Here are a few sites for open source GIS data:

OpenTopography - https://opentopography.org/

And probably thousands more!


Types of GIS Data

There are many types of GIS data formats. I am a shapefile kind of guy, shapefiles are very powerful and can be used for many different things in Civil 3D and even more so in Infraworks.

Several format options are described below:
·         Shapefiles (SHP) – This is probably the most common data format, and almost any GIS enabled software can read a shapefile.  A SHP typically consists of 4 file types, and sometimes more.  Each file is needed as they all do something different.  The file types include:
o    .SHP – Contains the geometry
o    .DBF – Contains the attribute data for the features of the shapefile.
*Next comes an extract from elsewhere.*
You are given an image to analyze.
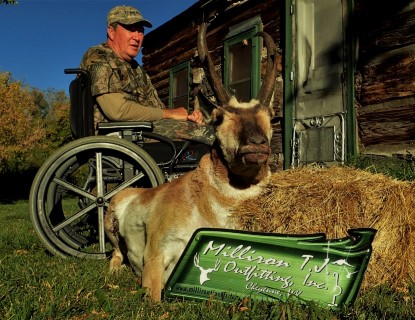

Can be opened and edited in Excel.
o    .SHX – Spatial Index file for finding features within the SHP
o    .PRJ – The projection file.  Contains the coordinate system and projection for the data.
·         File GeoDatabase – Collection of files in a folder that can store, query and manage spatial data
·         KML – You’ve probably been using this for years.  KML is the Google Earth default file format.  Many softwares, including Civil 3D, can export to KML.
·         GeoJSON – JavaScript Object Notation – Lightweight data interchange format.  Can be converted to GIS/CAD pretty easily
·         Tab File – Very similar to SHP, and used by MapInfo
·         GeoTIFF – Most widely supported raster data format and is typically georeferenced (contains metadata) so that data imports property.
·         CSV – Yes, CSV is a GIS option and can be used/edited easily across all CAD platform products.


I told a joke once at an ESRI event 10 years ago, and I still get flack for this, but here goes nothing!

What does GIS stand for??  GET IT SURVEYED!!

That joke goes over much better with the survey audience.  But I love working with GIS data in all my projects.  I typically don’t begin a project without using some sort of GIS data, and with Civil 3D and Infraworks, most project utilize the GIS data from beginning to the end.

It doesn’t matter if you’re new to the GIS world, or a season vet, Autodesk makes working with multiple data sources easier than ever. 


By the time this article comes out I’m sure new and exciting features will be in place.  Autodesk and ESRI seem to be working hard together to make the user experience better and better as we go through the year and I look forward to seeing the improvements being made.